Leur ballet hypnotique et coloré fascine depuis longtemps. Désormais, il est possible d’admirer l’ondoiement des méduses chez soi, dans un aquarium trônant dans son salon. Un nouvel animal de compagnie inenvisageable il y a encore quelques années, rendu possible par un marché qui vient d’émerger.
C’est lorsqu’il travaillait à la Cité de la mer, à Cherbourg (Normandie), que le biologiste Matthieu Boizumault et son collègue Nicolas Cagnon ont perçu le potentiel des méduses. « Leur aquarium était toujours celui devant lequel les gens s’arrêtaient et restaient le plus longtemps. On s’est dit qu’il y avait forcément quelque chose à faire », raconte Matthieu Boizumault.
À l’époque, seule une start-up américaine commercialisait des aquariums à méduses. Mais elle n’en élevait pas. Les deux biologistes ont donc décidé de lancer en 2012 Jellyfish Concept, leur ferme d’élevage. Une première en Europe. Actuellement, seules quatre entreprises d’élevage se partagent le marché à travers le monde.

Pas un simple bibelot

Une niche fructueuse puisque, sept ans après sa création, Jellyfish Concept élève entre 8 000 et 12 000 méduses par an, qu’ils vendent en grande partie à l’international. Un quart d’entre elles sont achetées directement par des particuliers. Et pas seulement par des initiés : « C’est souvent des personnes qui n’avaient pas forcément d’aquarium chez elles avant. Elles sont attirées par le côté esthétique et apaisant du déplacement de la méduse. En cela, l’effet est complètement différent de celui produit par des aquariums à poissons », estime Matthieu Boizumault, qui est désormais seul aux manettes de la société.
Mais accueillir des méduses à son domicile ne revient pas à acheter un nouveau bibelot qu’on déposerait sur une étagère. Il s’agit avant tout d’animaux vivants, et des conditions spécifiques doivent être remplies. Même si, n’ayant pas de cerveau, elles ne perçoivent pas la différence entre un océan et un bocal d’un mètre, et ne souffriront donc pas de l’enfermement, elles ne pourront survivre que dans un aquarium adapté, composé d’eau de mer, où ne se trouvent pas d’autres espèces et avec un courant qui va les maintenir en suspension. Pour les nourrir, des œufs de plancton sont vendus, à faire éclore chez soi.

Cela reste un luxe

Des contraintes qui ont un coût. Pour installer des méduses chez soi, il faut investir au minimum 300 €, une somme pouvant grimper jusqu’à 100 000 € pour les grands aquariums. L’animal seul coûte 45 € pour une taille moyenne, avec une durée de vie comprise entre huit mois et un an et demi.
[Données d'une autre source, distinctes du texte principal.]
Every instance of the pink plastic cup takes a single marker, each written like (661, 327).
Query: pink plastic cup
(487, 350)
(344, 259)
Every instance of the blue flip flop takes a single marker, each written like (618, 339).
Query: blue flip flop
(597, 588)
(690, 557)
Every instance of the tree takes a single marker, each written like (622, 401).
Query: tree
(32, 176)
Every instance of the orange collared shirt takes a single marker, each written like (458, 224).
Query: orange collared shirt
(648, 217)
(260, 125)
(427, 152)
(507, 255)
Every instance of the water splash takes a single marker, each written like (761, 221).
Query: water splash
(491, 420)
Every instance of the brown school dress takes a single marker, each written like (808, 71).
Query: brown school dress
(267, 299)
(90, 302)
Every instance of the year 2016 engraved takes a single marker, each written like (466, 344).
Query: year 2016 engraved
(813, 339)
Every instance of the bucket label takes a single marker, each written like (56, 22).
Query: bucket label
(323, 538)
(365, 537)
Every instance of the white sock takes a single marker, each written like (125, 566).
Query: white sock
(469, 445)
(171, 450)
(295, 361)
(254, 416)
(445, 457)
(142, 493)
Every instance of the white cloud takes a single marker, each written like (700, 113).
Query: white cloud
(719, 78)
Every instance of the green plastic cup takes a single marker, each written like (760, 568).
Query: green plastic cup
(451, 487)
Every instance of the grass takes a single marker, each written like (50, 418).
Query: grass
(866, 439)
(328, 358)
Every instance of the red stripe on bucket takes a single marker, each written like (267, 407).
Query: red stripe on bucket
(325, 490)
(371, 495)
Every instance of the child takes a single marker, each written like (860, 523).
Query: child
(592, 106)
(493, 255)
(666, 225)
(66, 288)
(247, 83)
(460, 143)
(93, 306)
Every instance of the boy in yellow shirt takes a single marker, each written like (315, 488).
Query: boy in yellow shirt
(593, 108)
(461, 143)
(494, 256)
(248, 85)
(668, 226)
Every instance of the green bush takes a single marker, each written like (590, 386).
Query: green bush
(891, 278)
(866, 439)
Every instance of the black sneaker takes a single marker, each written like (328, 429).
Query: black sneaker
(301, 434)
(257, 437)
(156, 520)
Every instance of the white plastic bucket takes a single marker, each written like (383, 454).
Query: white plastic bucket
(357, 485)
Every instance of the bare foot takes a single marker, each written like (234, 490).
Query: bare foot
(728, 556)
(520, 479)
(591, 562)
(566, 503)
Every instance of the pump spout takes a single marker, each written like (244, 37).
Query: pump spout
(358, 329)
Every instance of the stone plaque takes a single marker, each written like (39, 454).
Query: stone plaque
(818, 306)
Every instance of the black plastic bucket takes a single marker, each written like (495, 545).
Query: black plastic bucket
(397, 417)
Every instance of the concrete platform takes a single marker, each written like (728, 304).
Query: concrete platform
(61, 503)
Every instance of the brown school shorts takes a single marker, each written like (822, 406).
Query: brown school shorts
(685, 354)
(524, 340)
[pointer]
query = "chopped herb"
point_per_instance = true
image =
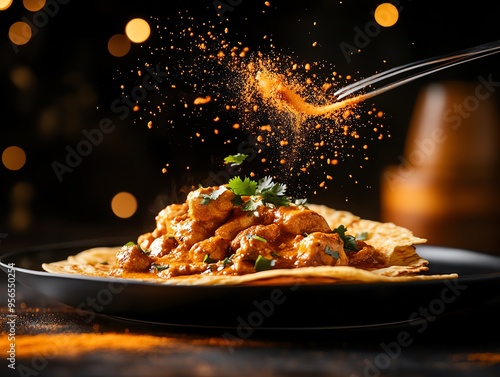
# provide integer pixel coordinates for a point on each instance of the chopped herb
(207, 259)
(262, 192)
(246, 187)
(160, 267)
(362, 236)
(228, 260)
(132, 243)
(333, 253)
(300, 202)
(349, 241)
(256, 237)
(236, 159)
(207, 198)
(263, 264)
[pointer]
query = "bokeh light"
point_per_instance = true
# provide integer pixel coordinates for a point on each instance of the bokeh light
(138, 30)
(20, 33)
(124, 205)
(34, 5)
(5, 4)
(119, 45)
(13, 157)
(23, 77)
(386, 15)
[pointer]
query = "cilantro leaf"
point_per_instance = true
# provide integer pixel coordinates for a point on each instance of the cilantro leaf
(160, 267)
(208, 260)
(349, 241)
(263, 264)
(333, 253)
(236, 159)
(206, 198)
(256, 237)
(362, 236)
(245, 187)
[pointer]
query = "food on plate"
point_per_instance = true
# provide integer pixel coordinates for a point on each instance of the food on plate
(251, 232)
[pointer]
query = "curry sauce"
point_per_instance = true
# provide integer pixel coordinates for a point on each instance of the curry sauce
(218, 232)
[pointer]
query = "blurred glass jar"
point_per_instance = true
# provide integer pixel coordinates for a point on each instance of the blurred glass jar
(446, 186)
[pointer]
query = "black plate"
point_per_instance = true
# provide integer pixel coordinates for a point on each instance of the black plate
(336, 306)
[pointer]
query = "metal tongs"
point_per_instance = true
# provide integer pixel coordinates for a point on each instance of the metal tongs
(429, 66)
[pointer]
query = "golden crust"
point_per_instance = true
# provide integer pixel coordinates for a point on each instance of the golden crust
(396, 244)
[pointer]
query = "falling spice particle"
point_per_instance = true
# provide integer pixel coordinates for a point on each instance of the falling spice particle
(202, 100)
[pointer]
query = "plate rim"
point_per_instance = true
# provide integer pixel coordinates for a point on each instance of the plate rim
(92, 243)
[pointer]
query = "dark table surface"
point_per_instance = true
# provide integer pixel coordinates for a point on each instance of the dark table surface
(53, 339)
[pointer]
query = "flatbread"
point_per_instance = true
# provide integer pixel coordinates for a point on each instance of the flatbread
(397, 244)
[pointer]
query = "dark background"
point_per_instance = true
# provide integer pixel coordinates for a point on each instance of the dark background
(75, 80)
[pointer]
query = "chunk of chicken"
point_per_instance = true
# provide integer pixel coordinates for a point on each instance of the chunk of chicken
(299, 220)
(246, 239)
(162, 246)
(189, 231)
(210, 204)
(216, 248)
(321, 249)
(131, 258)
(242, 220)
(165, 217)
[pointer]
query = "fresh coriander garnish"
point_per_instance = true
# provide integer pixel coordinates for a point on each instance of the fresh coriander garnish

Les méduses sont donc encore loin d’être les poissons rouges de demain. D’ailleurs, le fondateur de Jellyfish Concept ne le souhaite pas : « On a été approchés par des grandes chaînes d’animaleries de France, mais elles ne sont pas formées pour s’occuper de ça, alors on a préféré refuser. Il vaut mieux en vendre un peu moins et le faire correctement, en gardant une bonne image », estime-t-il.
Mais même si ces êtres composés à 95 % d’eau ne sont pas accessibles à toutes les bourses, il n’empêche qu’une vraie tendance émerge. « Le marché augmente en permanence, on a de plus en plus de demandes. En particulier dans la partie luxe et haut de gamme, chez les grosses structures. En France, ça reste marginal, mais on en voit beaucoup au Royaume-Uni, en Espagne… Or, plus on va en voir, plus ça va donner des idées. Je pense que c’est vraiment le début et que ça va partir assez fort », veut croire Matthieu Boizumault.
Parmi ses récents clients se trouvent un hôtel à Marseille, un bar-restaurant à Bayonne, le futur hall d’entrée d’une grande entreprise… De nombreux spas se sont également équipés de ces captivantes créatures. Un véritable atout zen qui a même rejoint les salles d’attente de quelques dentistes à court d’idées pour détendre leurs patients.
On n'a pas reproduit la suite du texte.